By all accounts, Adair is quintessential small-town America. The rural enclave, which sits roughly an hour outside Des Moines, has six churches and one main road. The place is best known for its massive yellow “smiley-face” water tower along Interstate 80.
“Welcome to Adair, it’ll make you smile,” the city’s slogan states.
So when Chief Wendt started collecting machine guns, the feds took notice.
“Brad Wendt is charged with exploiting his position as chief of police to unlawfully obtain and sell guns for his own personal profit,” FBI Omaha Special Agent in Charge Eugene Kowel said in a statement.
In the indictment, prosecutors allege that between July 2018 and August 2022, Wendt provided “law letters” to the ATF in which he justified his acquisition of guns “not lawfully available to the public” by falsely claiming they were for his department—or that he wanted them demonstrated to his officers for potential future purchases.
Then, Wendt and his friend, Robert Williams, would allegedly either resell a majority of their weapons or have paid demonstrations where patrons could shoot the machine guns.
In all, Wendt allegedly requested 90 machine guns for purchase or demonstration. ATF did not approve all the police chief’s requests for the latter.
Wendt and Williams have been charged with conspiracy to make false statements and defraud the ATF—and the police chief is also facing 18 additional counts of making a false statement to the federal agency and one count of illegal possession of a machine gun. Williams is charged with three counts of making a false statement and aiding and abetting a false statement to the ATF. (His attorney told The Daily Beast that all the firearms associated with Williams “were acquired after ATF approval with letters authored by Chief Wendt that tracked ATF forms indicating an interest in seeing sample firearms, and the firearms were all accounted for in Mr. Williams’ inventory.”)
Wendt’s lawyer said the police chief intends to plead not guilty to the charges, stating his client “has faithfully and honorably served the people of Iowa as a law enforcement officer for over 20 years.”
“All of the transactions were approved with the full knowledge of the ATF. He looks forward to proving his innocence at trial,” Klinefeldt added.
The lawyer did not respond to a follow-up request for clarification about how, exactly, Wendt obtaining and demonstrating the use of military-style weapons would benefit the residents of Adair.
Neither Adair’s mayor nor any of its city council members responded to a request for comment. Adair City Attorney Clint Fichter declined to comment about whether Wendt has been permanently removed as police chief after his arrest, stating, “I don’t support the media anyway.”
This is not Wendt’s first time having to defend himself against some wild allegations.
After nine years serving as a police officer with the Denison, Iowa, Police Department, Wendt was fired by the city in February 2017 after a lengthy administrative leave spurred by charges he was hit with two years prior.

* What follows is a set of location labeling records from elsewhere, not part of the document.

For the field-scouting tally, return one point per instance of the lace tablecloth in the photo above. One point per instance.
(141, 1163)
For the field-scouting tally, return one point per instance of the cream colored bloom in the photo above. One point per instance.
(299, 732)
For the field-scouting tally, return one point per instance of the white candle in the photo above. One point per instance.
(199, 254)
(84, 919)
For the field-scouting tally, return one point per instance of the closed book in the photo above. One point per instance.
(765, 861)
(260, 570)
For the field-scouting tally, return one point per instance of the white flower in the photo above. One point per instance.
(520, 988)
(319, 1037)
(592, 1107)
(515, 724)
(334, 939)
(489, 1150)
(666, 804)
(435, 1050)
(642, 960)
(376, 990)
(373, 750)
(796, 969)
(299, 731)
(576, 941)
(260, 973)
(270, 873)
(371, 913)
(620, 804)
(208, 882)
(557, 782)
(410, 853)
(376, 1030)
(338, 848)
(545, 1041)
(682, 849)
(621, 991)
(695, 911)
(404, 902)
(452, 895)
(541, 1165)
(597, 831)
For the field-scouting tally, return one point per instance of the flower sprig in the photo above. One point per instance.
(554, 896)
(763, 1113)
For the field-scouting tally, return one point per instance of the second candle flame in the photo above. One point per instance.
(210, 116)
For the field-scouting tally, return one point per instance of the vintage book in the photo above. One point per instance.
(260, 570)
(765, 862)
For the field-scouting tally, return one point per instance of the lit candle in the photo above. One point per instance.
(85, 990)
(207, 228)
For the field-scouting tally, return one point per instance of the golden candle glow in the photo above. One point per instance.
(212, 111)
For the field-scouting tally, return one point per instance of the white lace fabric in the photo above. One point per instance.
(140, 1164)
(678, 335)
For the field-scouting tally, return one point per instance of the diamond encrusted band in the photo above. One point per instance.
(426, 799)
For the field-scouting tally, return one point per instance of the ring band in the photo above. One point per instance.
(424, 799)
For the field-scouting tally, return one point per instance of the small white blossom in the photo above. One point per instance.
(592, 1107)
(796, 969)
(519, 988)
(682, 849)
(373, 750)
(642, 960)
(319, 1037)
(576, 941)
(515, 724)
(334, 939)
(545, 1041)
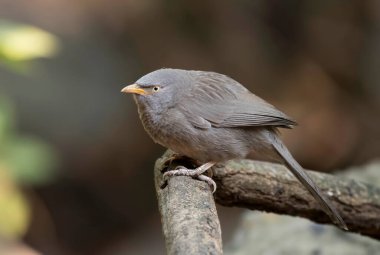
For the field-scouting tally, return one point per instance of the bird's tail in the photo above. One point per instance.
(308, 183)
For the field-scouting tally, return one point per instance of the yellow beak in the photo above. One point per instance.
(134, 89)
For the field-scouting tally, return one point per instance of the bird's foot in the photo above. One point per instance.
(195, 173)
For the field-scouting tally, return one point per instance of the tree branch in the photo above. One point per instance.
(188, 214)
(273, 188)
(261, 186)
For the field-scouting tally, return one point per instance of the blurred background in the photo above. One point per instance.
(76, 167)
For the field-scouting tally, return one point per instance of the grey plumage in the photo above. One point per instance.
(211, 118)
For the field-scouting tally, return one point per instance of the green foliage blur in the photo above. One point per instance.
(25, 161)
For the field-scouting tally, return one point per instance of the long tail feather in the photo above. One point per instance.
(304, 178)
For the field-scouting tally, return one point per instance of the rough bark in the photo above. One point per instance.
(188, 214)
(271, 187)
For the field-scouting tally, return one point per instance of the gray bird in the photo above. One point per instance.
(212, 118)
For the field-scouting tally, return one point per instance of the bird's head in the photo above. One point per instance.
(159, 89)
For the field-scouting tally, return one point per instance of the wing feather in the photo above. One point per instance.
(229, 105)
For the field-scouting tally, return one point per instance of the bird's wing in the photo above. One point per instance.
(229, 105)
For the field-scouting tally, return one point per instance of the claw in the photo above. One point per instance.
(209, 181)
(195, 173)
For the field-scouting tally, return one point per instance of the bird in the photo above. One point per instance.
(211, 118)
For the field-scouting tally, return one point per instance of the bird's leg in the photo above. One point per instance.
(175, 158)
(195, 173)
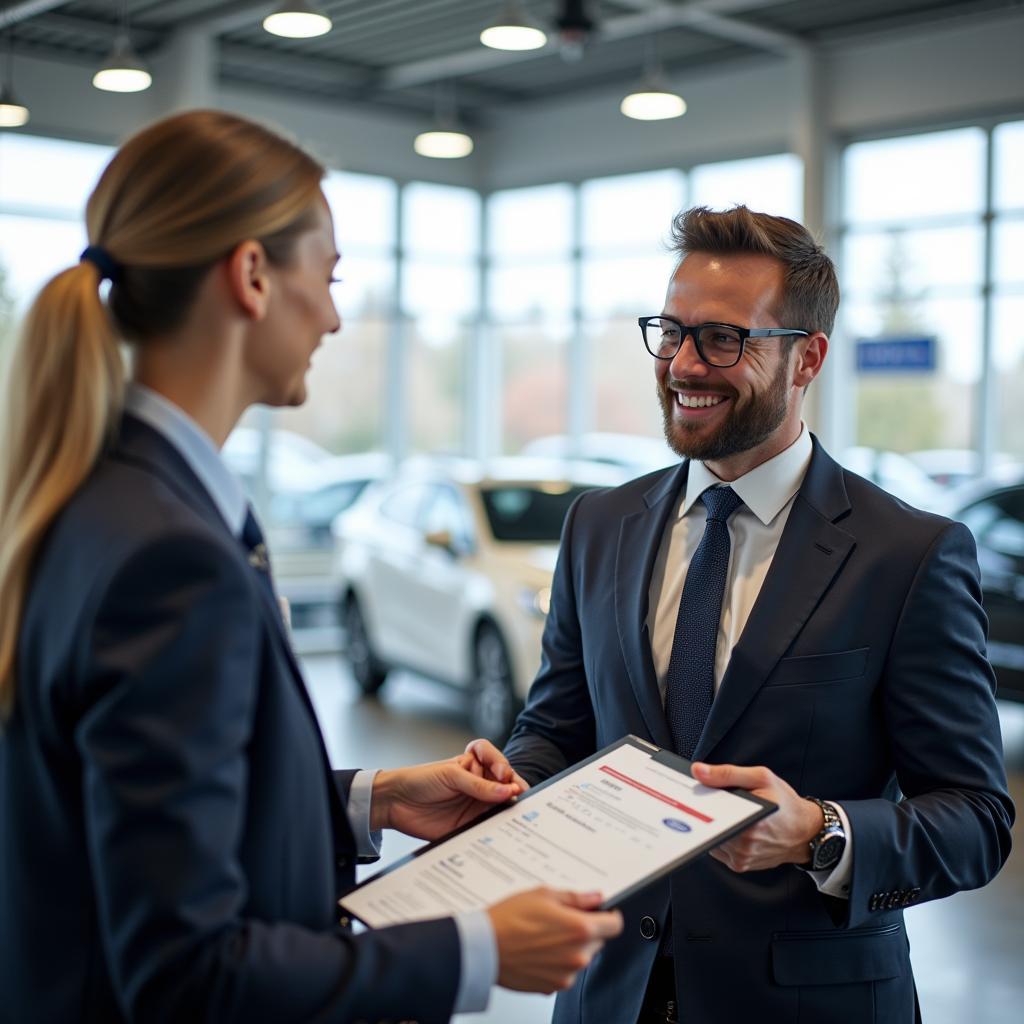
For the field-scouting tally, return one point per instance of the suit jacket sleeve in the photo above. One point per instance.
(557, 727)
(172, 681)
(951, 830)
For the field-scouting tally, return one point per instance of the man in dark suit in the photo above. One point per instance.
(795, 631)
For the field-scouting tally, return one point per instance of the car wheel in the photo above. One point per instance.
(367, 668)
(494, 705)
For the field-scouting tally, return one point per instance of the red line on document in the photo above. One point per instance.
(653, 793)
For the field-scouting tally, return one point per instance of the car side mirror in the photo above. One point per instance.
(441, 539)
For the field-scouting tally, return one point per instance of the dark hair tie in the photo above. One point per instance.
(109, 267)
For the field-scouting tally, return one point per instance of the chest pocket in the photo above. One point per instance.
(819, 668)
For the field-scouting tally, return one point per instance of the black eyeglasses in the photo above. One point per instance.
(717, 344)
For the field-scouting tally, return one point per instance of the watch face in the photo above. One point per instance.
(828, 852)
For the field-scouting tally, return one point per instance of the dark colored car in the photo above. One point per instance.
(994, 513)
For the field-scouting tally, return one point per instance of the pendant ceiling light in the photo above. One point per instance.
(653, 100)
(124, 70)
(12, 114)
(443, 144)
(297, 20)
(512, 30)
(445, 140)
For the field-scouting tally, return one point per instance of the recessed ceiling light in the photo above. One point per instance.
(443, 144)
(124, 71)
(512, 30)
(297, 20)
(652, 104)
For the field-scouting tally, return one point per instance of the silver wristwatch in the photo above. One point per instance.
(826, 848)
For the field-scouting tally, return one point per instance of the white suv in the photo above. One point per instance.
(446, 570)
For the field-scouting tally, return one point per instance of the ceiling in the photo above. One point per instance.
(415, 54)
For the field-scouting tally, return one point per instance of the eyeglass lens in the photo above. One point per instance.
(717, 344)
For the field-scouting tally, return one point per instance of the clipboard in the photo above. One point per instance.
(616, 821)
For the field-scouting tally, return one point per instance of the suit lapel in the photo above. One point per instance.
(811, 552)
(639, 539)
(140, 444)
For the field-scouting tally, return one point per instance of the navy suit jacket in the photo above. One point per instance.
(860, 677)
(174, 841)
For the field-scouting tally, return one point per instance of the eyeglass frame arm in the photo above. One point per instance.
(693, 330)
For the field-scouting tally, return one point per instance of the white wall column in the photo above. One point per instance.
(184, 73)
(828, 406)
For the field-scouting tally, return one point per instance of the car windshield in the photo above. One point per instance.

In December 2015, the Iowa Department of Natural Resources alleged that Wendt illegally killed two buck deer with two other people.
The case was eventually dismissed in November 2016. Wendt’s request to be reinstated, however, was denied by the City of Denison—which claimed that his conduct was in violation of numerous rules of the police department.
Wendt went on to file a preliminary injunction, claiming retaliation, before ultimately filing another lawsuit against the city and police department. In the end, he settled both legal actions in 2019, receiving more than $600,000 from the city due to the alleged emotional distress and loss of wages from the whole debacle. The Denison Police Department did not immediately respond to a request for comment.
Wendt soon found employment again, scoring a job at the Lake View, Iowa, Police Department—before becoming Adair’s chief of police in July 2018. Meanwhile, the indictment states that Wendt has owned two firearm supply stores—BW Outfitters—since 2013.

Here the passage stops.